Мой друг Генри Миллер | страница 31



Улица тянулась и петляла, представляя с каждым поворотом и изгибом все новые и все более отвратительные гримасы. Казалось, она не ведет никуда и проникает всюду. Временами она разражалась ревом и визгом, а потом вновь умолкала, оглушая замогильной тишиной. Туман густел. Стены стали потеть обильнее. Я миновал кладбище, а за ним — скотобойню. И вот наконец вышел к Сене, которая зловеще колыхалась, сплошным потоком раздвигая берега и унося с собой грязь и безысходность одиночества. Когда я стоял, вглядываясь в воронки водоворотов, у меня появилось ощущение, будто я склоняюсь над клоакой страстей человеческих, а все те мерзкие гротескные здания, что, едва удерживая равновесие, балансируют у нее на краю, — это бойни, где совершается заклание любви.

Я вспомнил о дурацком названии моего отеля и механически направил стопы в его сторону. Назад я проследовал тем же маршрутом. Все изменилось. Будто я прошелся вверх тормашками или заглянул в телескоп не с того конца. Вместо вони я уловил музыку, если музыкой можно назвать то, что выделывала гармошка. Там, откуда доносились звуки, прислонившись к стене, стоял человек. С ампутированными по запястья руками. Он порывался наиграть вальс. Инструмент ходуном ходил в его культях — словно мешок со змеями. Вальс оборвался пронзительным стоном. Калека бросил гармонь и заковылял прочь.
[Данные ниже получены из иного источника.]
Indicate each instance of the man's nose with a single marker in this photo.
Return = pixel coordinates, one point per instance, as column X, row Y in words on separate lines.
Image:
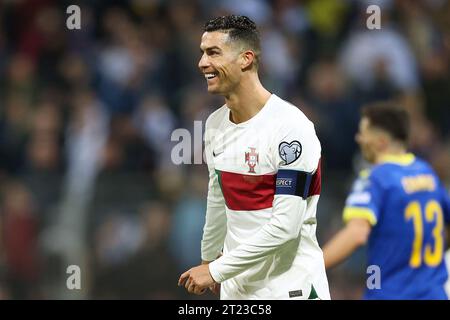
column 203, row 63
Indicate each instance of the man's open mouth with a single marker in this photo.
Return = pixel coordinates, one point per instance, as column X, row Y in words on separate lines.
column 210, row 76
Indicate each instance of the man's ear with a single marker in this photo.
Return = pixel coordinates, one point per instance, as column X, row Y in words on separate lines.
column 248, row 57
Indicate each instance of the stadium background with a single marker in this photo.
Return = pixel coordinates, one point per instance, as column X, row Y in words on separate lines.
column 86, row 176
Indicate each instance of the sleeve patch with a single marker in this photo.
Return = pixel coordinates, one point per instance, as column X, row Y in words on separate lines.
column 289, row 152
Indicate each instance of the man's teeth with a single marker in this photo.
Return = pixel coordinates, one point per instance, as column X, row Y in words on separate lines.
column 209, row 75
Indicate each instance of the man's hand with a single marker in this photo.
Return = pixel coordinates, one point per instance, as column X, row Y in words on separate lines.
column 196, row 280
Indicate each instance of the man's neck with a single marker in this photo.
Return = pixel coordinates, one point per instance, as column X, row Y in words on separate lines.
column 394, row 151
column 247, row 100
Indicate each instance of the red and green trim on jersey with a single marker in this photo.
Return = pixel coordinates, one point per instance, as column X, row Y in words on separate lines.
column 244, row 192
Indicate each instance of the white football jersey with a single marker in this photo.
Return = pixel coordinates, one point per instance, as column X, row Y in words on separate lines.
column 261, row 207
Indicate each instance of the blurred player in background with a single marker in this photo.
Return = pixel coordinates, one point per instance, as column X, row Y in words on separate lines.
column 399, row 208
column 264, row 163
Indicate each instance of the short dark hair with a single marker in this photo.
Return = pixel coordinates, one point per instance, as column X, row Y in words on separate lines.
column 389, row 117
column 239, row 28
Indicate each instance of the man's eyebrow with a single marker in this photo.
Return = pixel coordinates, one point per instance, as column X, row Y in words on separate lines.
column 210, row 48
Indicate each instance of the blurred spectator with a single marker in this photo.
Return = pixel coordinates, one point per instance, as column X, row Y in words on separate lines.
column 20, row 234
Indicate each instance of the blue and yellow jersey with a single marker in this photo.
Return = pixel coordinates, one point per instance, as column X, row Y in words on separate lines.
column 408, row 208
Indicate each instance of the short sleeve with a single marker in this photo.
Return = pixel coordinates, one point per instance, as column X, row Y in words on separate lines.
column 364, row 200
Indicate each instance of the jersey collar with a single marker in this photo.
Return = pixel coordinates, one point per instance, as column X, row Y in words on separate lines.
column 403, row 159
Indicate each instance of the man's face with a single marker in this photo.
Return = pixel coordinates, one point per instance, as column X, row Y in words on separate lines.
column 370, row 140
column 220, row 63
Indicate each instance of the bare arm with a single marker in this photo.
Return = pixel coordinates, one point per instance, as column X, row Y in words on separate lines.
column 346, row 241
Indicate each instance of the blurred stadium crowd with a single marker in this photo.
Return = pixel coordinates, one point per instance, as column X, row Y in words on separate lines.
column 86, row 116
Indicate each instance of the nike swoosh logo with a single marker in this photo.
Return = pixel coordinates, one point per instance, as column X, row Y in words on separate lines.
column 215, row 154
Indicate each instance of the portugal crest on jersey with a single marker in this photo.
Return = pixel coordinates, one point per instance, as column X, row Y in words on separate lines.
column 252, row 159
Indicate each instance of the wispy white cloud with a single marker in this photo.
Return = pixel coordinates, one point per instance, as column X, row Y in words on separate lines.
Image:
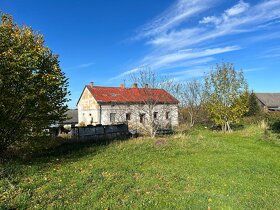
column 173, row 16
column 127, row 73
column 168, row 59
column 173, row 42
column 81, row 66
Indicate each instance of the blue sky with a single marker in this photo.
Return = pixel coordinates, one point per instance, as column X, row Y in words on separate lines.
column 105, row 40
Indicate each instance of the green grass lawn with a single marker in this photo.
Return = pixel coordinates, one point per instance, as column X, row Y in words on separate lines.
column 198, row 170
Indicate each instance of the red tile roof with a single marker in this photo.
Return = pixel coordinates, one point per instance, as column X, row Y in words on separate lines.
column 131, row 95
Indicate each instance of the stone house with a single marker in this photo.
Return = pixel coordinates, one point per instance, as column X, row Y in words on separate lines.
column 269, row 101
column 135, row 106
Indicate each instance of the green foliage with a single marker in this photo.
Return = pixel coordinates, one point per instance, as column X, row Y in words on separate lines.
column 199, row 170
column 33, row 88
column 254, row 107
column 226, row 95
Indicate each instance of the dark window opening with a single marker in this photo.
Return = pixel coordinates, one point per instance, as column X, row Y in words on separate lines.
column 155, row 115
column 167, row 115
column 128, row 116
column 112, row 117
column 142, row 118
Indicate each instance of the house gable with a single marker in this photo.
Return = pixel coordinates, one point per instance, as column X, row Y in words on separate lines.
column 87, row 101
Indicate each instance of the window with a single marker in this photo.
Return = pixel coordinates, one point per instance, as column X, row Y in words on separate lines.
column 112, row 117
column 155, row 115
column 142, row 118
column 167, row 115
column 127, row 116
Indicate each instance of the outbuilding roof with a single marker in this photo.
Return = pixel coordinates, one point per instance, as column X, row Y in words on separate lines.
column 72, row 115
column 269, row 99
column 131, row 95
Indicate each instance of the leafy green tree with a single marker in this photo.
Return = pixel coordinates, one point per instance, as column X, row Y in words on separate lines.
column 254, row 107
column 226, row 95
column 33, row 88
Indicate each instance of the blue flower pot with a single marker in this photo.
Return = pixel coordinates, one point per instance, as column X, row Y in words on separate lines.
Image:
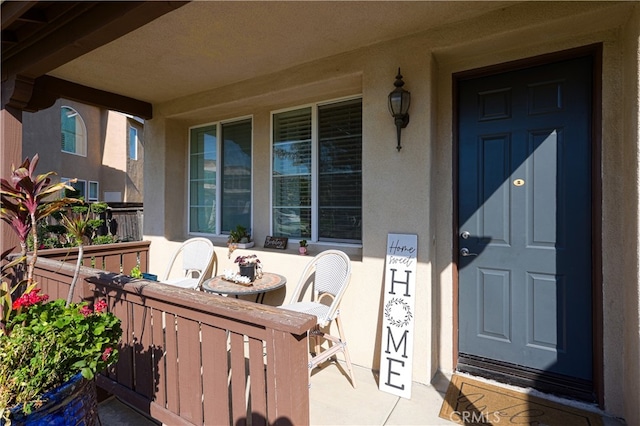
column 72, row 404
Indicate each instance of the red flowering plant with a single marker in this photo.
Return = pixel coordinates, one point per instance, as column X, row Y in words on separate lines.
column 43, row 344
column 49, row 343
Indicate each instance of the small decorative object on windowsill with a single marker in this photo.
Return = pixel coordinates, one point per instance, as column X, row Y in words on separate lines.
column 303, row 247
column 249, row 266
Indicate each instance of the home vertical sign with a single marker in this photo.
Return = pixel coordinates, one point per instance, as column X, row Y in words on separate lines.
column 396, row 358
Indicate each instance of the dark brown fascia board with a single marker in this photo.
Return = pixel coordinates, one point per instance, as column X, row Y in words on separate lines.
column 13, row 10
column 97, row 26
column 47, row 89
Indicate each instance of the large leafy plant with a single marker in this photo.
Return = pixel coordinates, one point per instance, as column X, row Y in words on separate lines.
column 42, row 345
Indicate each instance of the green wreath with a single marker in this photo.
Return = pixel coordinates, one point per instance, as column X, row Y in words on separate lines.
column 389, row 308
У меня было такое чувство, будто я бреду во сне. Улица превратилась в стену, а вдоль стены, заложив руки за спину и понурив голову, шел человек. Во всем этом не было бы ничего сверхъестественного, если бы только стена не отливала тошнотворным потусторонним светом. Стена была, наверное, футов восемь-девять высотой. Мне бросилось в глаза, что человек был без пальто, с закутанной толстым шерстяным шарфом шеей. Вдруг я заметил, что он поднял голову, повернулся лицом к стене и замедлил шаг. Так он проследовал вдоль всей стены. Это собственная тень заставила его сбавить темп. Вон она, фантасмагорический гигант, распростершийся на стене парящим орлом. Наверное, он каждую ночь ходит на нее смотреть — дойдет до определенного места, замедлит шаг и затем, повернув голову, прошагает до конца стены. Даже если бы он стал это отрицать, я бы все равно остался при своем мнении. У него был вид человека, преследуемого собственной тенью. Какой-нибудь одержимый — другого объяснения я не нахожу.

Да и вся улица была одержима, а комната, где я жил, располагалась в загробном мире. Название отеля было вроде шутливой надписи на могиле. Дверь — кровожадной пастью на злобном лике. Как я выяснил, в соседнем доме изготовлялись гробы, а фабрика через дорогу производила дезинфекторы, которые потом доставлялись к черному ходу «Фоли-Бержер» и прочих увеселительных заведений.